Pressiwa.com - Katanya, manusia itu tempatnya salah dan lupa. Benarkah? Lupa memang sesuatu yang manusiawi, tapi bagaimana dengan salah? Pada kenyataannya, banyak manusia yang melimpahkan kesalahannya kepada setan, sehingga kesalahan bukan merupakan sesuatu yang manusiawi, tapi setaniah. Ada orang meluapkan amarah dengan mengamuk, menghancurkan segala hal yang ada di sekitarnya sampai merobohkan tower BTS *wow!!* dan orang itu disebut ‘kesetanan’.

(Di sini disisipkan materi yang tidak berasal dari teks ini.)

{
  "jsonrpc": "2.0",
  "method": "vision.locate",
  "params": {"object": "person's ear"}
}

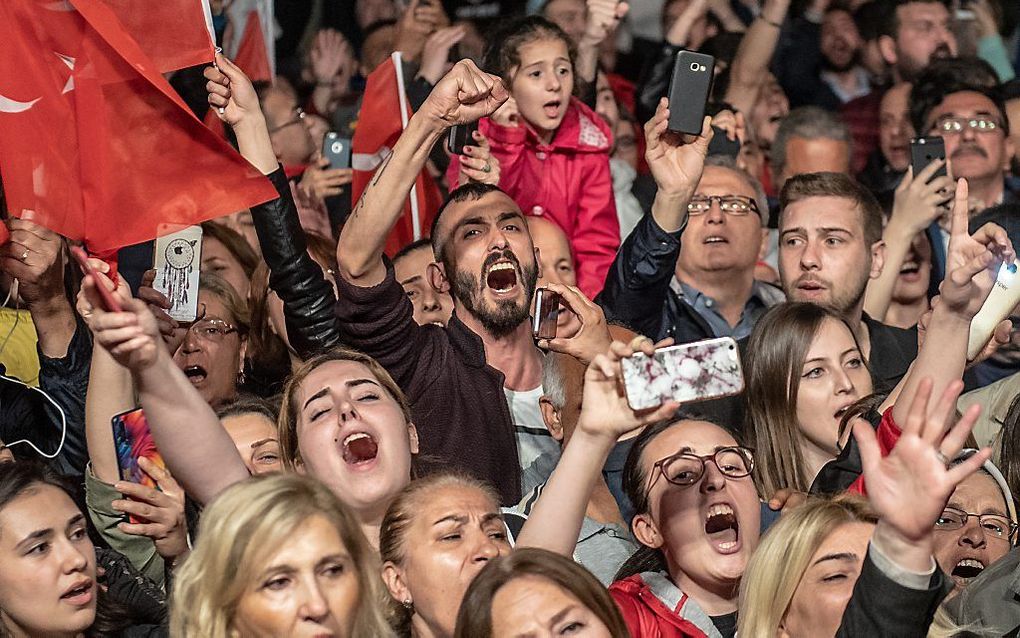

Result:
[878,36,900,66]
[630,513,663,549]
[407,422,418,454]
[383,560,414,604]
[425,261,450,294]
[868,240,885,279]
[539,396,563,442]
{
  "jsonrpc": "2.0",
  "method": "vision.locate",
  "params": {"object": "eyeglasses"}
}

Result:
[935,507,1017,540]
[648,445,755,491]
[931,116,1001,135]
[188,318,238,343]
[687,195,760,216]
[269,107,306,135]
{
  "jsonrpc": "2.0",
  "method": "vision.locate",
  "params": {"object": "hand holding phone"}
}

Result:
[70,246,123,312]
[621,337,744,410]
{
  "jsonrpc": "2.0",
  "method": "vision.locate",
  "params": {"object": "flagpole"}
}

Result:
[393,51,421,241]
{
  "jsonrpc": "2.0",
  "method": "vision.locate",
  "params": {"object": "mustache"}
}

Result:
[950,142,988,159]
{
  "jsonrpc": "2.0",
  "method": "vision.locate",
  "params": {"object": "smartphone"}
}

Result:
[70,246,122,312]
[708,127,741,159]
[322,131,351,168]
[531,288,561,339]
[447,120,478,155]
[110,407,166,523]
[667,51,715,135]
[152,225,202,323]
[910,135,949,183]
[620,337,744,409]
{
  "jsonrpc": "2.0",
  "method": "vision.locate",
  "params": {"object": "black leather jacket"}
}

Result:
[252,167,340,359]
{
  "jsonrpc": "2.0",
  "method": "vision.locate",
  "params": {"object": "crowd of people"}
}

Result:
[0,0,1020,638]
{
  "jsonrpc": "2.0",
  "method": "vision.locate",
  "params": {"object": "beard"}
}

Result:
[446,250,539,339]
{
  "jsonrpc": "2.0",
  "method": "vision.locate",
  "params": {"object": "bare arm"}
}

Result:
[337,60,508,287]
[725,0,789,113]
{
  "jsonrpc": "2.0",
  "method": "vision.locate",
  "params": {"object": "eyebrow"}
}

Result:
[812,551,857,567]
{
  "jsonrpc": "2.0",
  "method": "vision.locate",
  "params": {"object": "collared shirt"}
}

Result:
[669,277,782,339]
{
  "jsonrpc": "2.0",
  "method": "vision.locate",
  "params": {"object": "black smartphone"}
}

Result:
[322,131,351,168]
[447,120,478,155]
[910,135,949,183]
[531,288,560,339]
[708,127,741,159]
[668,51,715,135]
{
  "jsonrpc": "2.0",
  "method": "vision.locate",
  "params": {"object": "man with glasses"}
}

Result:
[599,156,783,343]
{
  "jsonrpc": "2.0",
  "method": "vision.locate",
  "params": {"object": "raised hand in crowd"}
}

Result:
[458,131,500,186]
[418,24,467,85]
[308,29,358,113]
[111,456,188,560]
[0,218,74,358]
[517,337,679,556]
[645,98,713,228]
[854,379,991,574]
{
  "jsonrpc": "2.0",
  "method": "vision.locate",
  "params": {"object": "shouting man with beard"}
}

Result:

Ada seorang pelaku perkosaan tercyduk, begitu ditanya kenapa dia memperkosa, jawabannya “Saya terbujuk oleh rayuan setan”. Ada seorang perempuan yang tadinya berhijab, kemudian dia melepas hijabnya, dan orang-orang menghakiminya dengan mengatakan “Kamu telah terkena hasutan setan!”. Pokoknya semua yang dianggap salah adalah perbuatan setan, yang buruk-buruk diklaim sebagai setan.
Di dalam ajaran beberapa agama dan menurut orang-orang yang mempercayainya, setan adalah musuh manusia, penentang Tuhan. Dulu, ketika saya masih kecil dan mendengar kisah Adam dan Hawa, saya bertanya dalam hati, “Kenapa Tuhan membiarkan setan membujuk Hawa? Waktu setan menyelinap ke surga, Tuhan sedang apa?”, itu pertanyaan seorang anak yang membayangkan setan dalam wujud seperti manusia, hanya saja dilengkapi fitur ekor, sepasang gading dan tanduk.
Ya namanya juga anak-anak, perlu sesuatu yang konkret dalam hal pemahaman, jadi tidak apa-apa kan, kalau seorang anak membayangkan wujud setan sebagai seonggok daging atau sekepul asap? Seiring bertambahnya usia, anak itu (mungkin anak-anak lain juga) mulai mengubah pandangannya tentang setan, atau lebih tepatnya pikirannya terpengaruh oleh lingkungan yang mengatakan bahwa setan adalah sifat buruk yang melekat pada diri manusia. Benarkah? Kalau memang iya, lalu kenapa ketika manusia lalai atau melakukan hal buruk, mereka masih menyalahkan setan? Malas sembahyang, alasannya “Setannya masih nempel”, mencuri uang teman se-kost-an, alasannya “Terbujuk rayuan setan”.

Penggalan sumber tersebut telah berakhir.